Resistance bands and free weights are different ways to achieve hypertrophy and power. One style of training is not necessarily better than another; however, both have advantages and disadvantages. Consult your physician before beginning any diet or exercise program.
Benefits of Free Weights
Barbells are easier to stabilize and allow you to use a great deal of weight on many exercises. This allows you to develop strength and power better than many other methods. Although barbells may occasionally limit the range of motion you can utilize on certain exercises, you can use dumbbells when this occurs. And it's fairly simple to alter the rate at which you perform an exercise. Research by Dr. Morrissey of Boston University has shown that changing the rate of acceleration of the barbell can have a significant effect on your vertical jump as well as your ability to generate power in other areas. In order to produce power, you need to train for it, and free weights are one of the best ways to do so.

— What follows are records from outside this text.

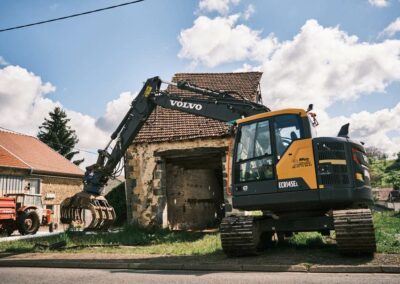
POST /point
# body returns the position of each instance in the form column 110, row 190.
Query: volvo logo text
column 186, row 105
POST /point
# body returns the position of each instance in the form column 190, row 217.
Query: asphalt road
column 99, row 276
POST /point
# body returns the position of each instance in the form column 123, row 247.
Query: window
column 32, row 186
column 254, row 154
column 287, row 129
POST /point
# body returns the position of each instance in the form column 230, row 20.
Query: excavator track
column 239, row 235
column 355, row 232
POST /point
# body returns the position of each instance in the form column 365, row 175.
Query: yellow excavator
column 299, row 182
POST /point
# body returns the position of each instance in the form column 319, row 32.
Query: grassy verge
column 141, row 240
column 387, row 231
column 158, row 241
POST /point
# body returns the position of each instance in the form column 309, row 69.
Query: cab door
column 254, row 159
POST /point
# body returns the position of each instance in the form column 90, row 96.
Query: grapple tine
column 73, row 210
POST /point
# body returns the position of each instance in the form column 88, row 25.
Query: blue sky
column 91, row 60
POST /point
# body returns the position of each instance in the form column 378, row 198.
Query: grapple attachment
column 91, row 211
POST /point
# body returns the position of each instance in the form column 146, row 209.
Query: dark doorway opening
column 194, row 188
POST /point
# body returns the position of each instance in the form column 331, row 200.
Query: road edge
column 88, row 264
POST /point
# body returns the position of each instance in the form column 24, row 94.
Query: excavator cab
column 280, row 166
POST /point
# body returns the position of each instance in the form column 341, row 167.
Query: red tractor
column 23, row 212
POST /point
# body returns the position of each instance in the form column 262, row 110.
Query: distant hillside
column 384, row 173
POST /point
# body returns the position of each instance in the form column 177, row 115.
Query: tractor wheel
column 28, row 222
column 10, row 231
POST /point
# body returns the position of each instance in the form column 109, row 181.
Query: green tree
column 57, row 134
column 393, row 173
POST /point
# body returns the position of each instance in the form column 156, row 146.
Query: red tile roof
column 23, row 151
column 170, row 125
column 9, row 160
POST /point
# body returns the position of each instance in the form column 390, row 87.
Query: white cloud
column 221, row 40
column 392, row 28
column 249, row 12
column 373, row 128
column 379, row 3
column 320, row 65
column 115, row 111
column 3, row 61
column 221, row 6
column 23, row 107
column 324, row 65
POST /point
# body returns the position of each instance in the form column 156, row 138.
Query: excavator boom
column 219, row 105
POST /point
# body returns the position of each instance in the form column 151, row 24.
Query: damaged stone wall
column 193, row 198
column 146, row 181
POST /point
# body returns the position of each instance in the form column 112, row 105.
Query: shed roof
column 28, row 152
column 171, row 125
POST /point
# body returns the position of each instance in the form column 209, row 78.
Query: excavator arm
column 219, row 105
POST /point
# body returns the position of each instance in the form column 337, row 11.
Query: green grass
column 387, row 231
column 136, row 239
column 142, row 240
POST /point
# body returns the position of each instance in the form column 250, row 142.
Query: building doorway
column 194, row 188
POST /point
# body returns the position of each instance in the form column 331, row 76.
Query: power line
column 71, row 16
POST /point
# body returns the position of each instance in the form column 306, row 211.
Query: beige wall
column 58, row 188
column 13, row 172
column 145, row 187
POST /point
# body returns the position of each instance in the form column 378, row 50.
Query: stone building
column 176, row 169
column 27, row 165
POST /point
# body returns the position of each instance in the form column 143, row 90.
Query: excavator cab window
column 254, row 153
column 287, row 129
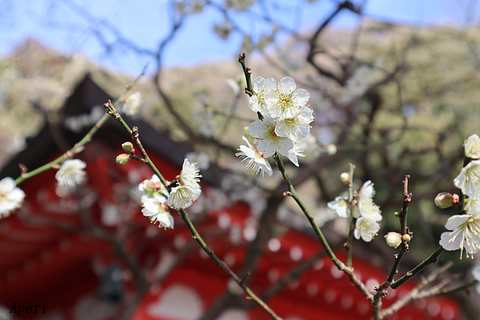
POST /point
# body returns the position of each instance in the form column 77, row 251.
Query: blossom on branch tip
column 469, row 179
column 295, row 152
column 393, row 239
column 190, row 175
column 182, row 197
column 340, row 205
column 464, row 232
column 11, row 196
column 71, row 173
column 152, row 188
column 254, row 160
column 156, row 210
column 285, row 100
column 296, row 127
column 269, row 142
column 132, row 103
column 472, row 147
column 188, row 189
column 257, row 101
column 365, row 202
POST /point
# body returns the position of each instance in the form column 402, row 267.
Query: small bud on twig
column 122, row 158
column 445, row 200
column 345, row 178
column 393, row 239
column 128, row 147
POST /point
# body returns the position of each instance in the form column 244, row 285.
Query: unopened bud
column 394, row 239
column 122, row 158
column 331, row 149
column 445, row 200
column 128, row 147
column 345, row 177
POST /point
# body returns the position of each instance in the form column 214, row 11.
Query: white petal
column 286, row 85
column 302, row 96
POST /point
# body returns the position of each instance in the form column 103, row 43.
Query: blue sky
column 62, row 25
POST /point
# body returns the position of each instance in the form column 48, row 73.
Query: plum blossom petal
column 296, row 127
column 188, row 189
column 366, row 229
column 71, row 173
column 157, row 211
column 261, row 87
column 182, row 197
column 472, row 147
column 254, row 160
column 340, row 205
column 295, row 152
column 469, row 179
column 285, row 101
column 11, row 196
column 464, row 234
column 269, row 142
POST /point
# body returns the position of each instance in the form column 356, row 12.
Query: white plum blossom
column 295, row 152
column 11, row 196
column 269, row 142
column 469, row 179
column 132, row 104
column 366, row 229
column 189, row 176
column 472, row 147
column 156, row 210
column 202, row 159
column 365, row 211
column 297, row 126
column 464, row 231
column 286, row 100
column 254, row 160
column 257, row 102
column 340, row 205
column 154, row 202
column 188, row 188
column 366, row 205
column 182, row 197
column 152, row 188
column 71, row 173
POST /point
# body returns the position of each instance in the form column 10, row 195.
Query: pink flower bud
column 445, row 200
column 122, row 158
column 394, row 239
column 345, row 177
column 128, row 147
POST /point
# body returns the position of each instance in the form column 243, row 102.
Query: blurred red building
column 79, row 255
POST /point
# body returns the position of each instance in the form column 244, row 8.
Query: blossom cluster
column 156, row 199
column 366, row 212
column 69, row 175
column 464, row 228
column 284, row 119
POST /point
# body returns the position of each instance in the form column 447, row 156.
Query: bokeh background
column 393, row 84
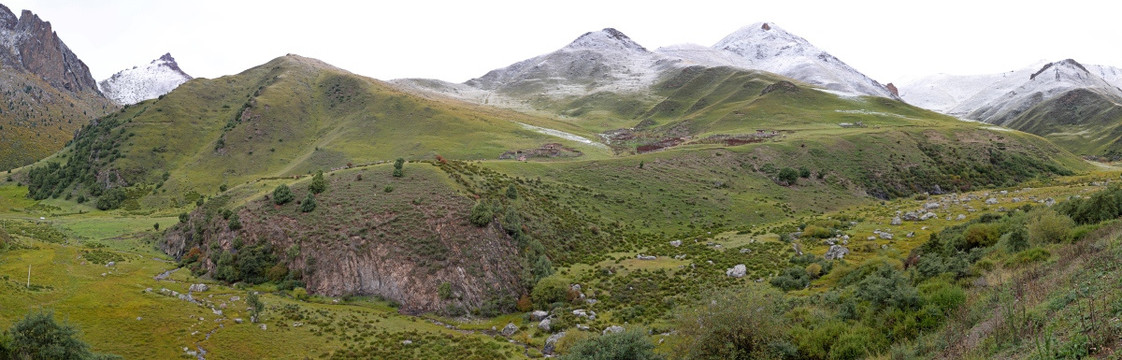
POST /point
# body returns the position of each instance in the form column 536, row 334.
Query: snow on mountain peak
column 140, row 83
column 605, row 39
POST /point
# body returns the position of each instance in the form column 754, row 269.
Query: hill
column 48, row 91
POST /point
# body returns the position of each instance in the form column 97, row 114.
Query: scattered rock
column 737, row 270
column 508, row 330
column 836, row 252
column 551, row 342
column 544, row 324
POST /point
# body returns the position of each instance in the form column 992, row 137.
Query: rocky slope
column 768, row 47
column 132, row 85
column 49, row 92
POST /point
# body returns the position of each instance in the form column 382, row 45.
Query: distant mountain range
column 139, row 83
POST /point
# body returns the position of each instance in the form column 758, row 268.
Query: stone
column 613, row 329
column 836, row 252
column 737, row 270
column 551, row 343
column 544, row 324
column 508, row 330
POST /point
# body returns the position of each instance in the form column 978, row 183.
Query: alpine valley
column 753, row 199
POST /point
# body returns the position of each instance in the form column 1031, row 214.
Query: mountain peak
column 604, row 39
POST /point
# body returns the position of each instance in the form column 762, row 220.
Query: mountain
column 48, row 91
column 1075, row 105
column 768, row 47
column 132, row 85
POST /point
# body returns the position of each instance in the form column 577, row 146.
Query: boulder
column 551, row 342
column 508, row 330
column 737, row 270
column 836, row 252
column 544, row 324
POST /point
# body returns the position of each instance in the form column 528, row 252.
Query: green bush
column 282, row 195
column 1046, row 225
column 37, row 335
column 724, row 325
column 630, row 344
column 319, row 184
column 481, row 214
column 551, row 289
column 307, row 204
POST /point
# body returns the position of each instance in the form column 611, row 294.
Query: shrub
column 551, row 289
column 630, row 344
column 481, row 214
column 307, row 204
column 733, row 323
column 788, row 176
column 282, row 195
column 792, row 278
column 235, row 222
column 1046, row 225
column 37, row 335
column 318, row 184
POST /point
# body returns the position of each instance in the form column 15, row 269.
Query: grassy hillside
column 37, row 119
column 1082, row 121
column 288, row 117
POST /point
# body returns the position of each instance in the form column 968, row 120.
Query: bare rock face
column 29, row 44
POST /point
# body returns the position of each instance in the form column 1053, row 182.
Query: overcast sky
column 456, row 40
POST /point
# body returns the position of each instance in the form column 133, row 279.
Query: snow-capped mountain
column 139, row 83
column 768, row 47
column 598, row 61
column 999, row 98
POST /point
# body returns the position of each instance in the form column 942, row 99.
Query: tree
column 630, row 344
column 255, row 305
column 397, row 167
column 282, row 195
column 319, row 184
column 788, row 176
column 741, row 323
column 307, row 204
column 39, row 337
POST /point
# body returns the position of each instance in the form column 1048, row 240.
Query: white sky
column 456, row 40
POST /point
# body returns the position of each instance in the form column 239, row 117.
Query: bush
column 307, row 204
column 788, row 176
column 791, row 279
column 551, row 289
column 318, row 184
column 733, row 323
column 39, row 337
column 631, row 344
column 1046, row 225
column 282, row 195
column 481, row 214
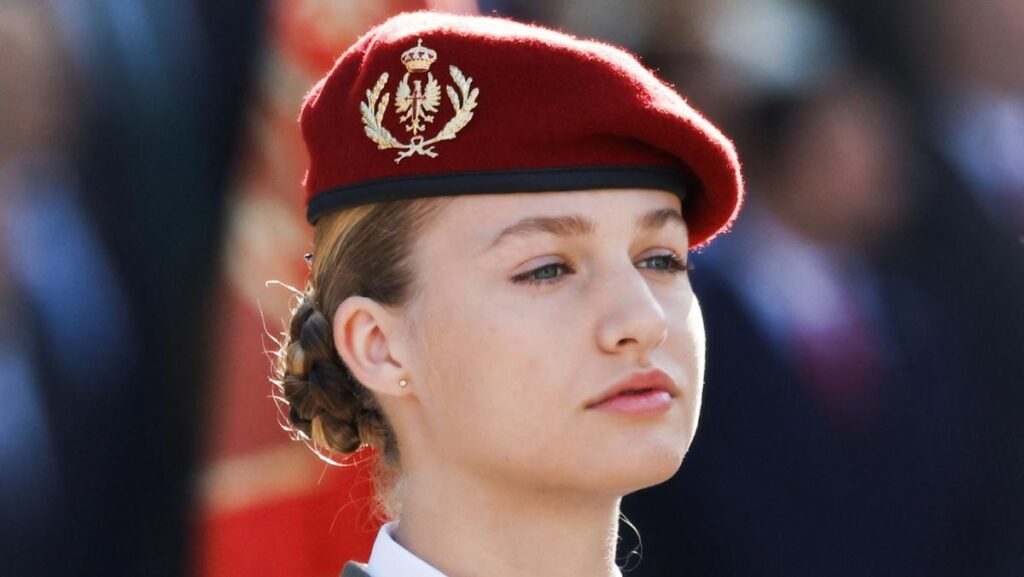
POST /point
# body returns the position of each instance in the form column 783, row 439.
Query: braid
column 327, row 404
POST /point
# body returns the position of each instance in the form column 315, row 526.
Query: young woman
column 498, row 299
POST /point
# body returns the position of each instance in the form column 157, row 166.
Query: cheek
column 493, row 371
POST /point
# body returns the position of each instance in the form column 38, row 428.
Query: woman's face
column 529, row 307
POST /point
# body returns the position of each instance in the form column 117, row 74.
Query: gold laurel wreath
column 373, row 117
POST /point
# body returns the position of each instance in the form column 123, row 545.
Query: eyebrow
column 574, row 224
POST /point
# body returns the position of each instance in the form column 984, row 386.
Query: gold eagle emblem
column 418, row 104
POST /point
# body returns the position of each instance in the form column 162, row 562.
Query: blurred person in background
column 856, row 436
column 118, row 125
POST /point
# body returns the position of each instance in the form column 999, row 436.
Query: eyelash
column 676, row 266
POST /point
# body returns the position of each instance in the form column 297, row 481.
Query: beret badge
column 417, row 105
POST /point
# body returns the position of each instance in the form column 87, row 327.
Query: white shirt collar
column 388, row 559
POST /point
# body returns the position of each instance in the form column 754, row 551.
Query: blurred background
column 864, row 401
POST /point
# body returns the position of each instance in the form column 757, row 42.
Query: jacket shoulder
column 353, row 569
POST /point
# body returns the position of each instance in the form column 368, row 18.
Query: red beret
column 429, row 104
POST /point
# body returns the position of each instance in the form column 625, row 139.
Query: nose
column 633, row 320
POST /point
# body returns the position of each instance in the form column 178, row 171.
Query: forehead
column 476, row 218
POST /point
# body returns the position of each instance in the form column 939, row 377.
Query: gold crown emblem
column 419, row 57
column 417, row 100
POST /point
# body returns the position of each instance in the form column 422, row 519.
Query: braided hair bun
column 357, row 251
column 327, row 404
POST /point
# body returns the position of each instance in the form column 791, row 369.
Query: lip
column 658, row 390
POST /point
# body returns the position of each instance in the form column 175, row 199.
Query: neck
column 465, row 527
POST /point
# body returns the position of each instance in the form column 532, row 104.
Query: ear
column 368, row 336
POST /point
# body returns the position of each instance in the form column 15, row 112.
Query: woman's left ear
column 370, row 340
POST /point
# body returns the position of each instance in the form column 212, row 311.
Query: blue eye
column 542, row 276
column 549, row 274
column 671, row 262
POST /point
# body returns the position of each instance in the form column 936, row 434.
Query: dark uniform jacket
column 353, row 569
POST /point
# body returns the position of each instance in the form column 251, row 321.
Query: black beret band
column 526, row 180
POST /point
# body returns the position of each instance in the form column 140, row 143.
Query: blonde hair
column 356, row 251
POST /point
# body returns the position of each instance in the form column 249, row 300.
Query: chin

Disavantages of Free Weights
Free weights have few disadvantages. On some exercises, a competent spotter is required, and finding someone who meets this description can be difficult at times. Otherwise, a squat rack or power cage to catch the bar if you drop it is required to avoid injury. Also, many of the best lifts are fairly skilled activities and take time to learn, including qualified instruction for some lifts. So it becomes easy to add weight when you should be working on improving your technique.
Benefits of Bands
The obvious benefit is that you can use resistance bands just about anywhere. Assuming you have your own, it's simple to train at home. You may just need somewhere to tie the bands to, depending on the exercise. The need for skill instruction is less, and there's never any worry about dropping the bar on yourself. Also, the small muscles that help stabilize your joints against resistance are also more heavily taxed, which is one of the reasons they're often used in rehabilitation.
Disadvantages of Bands
Some exercises cannot be performed with bands -- such as Olympic lifts, which include the snatch and the clean and jerk, or any of the popular derivatives such as the power clean. It's difficult to squat or dead-lift effectively with bands alone, as well as when doing the large, compound exercises that promote hypertrophy, secondary to the increase in testosterone, the primary anabolic, or growth hormone. This is based on research by Dr. Andrew Fry of the University of Kansas. Your ability to stabilize the bands will fail before you achieve optimal loading for hypertrophy on certain exercises.
Best of Both Worlds
Use both bands and free weights. For example, it's fairly simple if you're bench pressing to anchor bands to the floor using dumbbells or plates, and fasten them to the bar. Then you get the advantage of more weight using free weights and also have to work harder to stabilize the load because the bands cause a slightly less balanced training environment. Many power lifters do this to strengthen the lockout, or last third, of the bench press, as it also heavily taxes the triceps. The same can be done for the deadlift or squat, or pretty much any other exercise.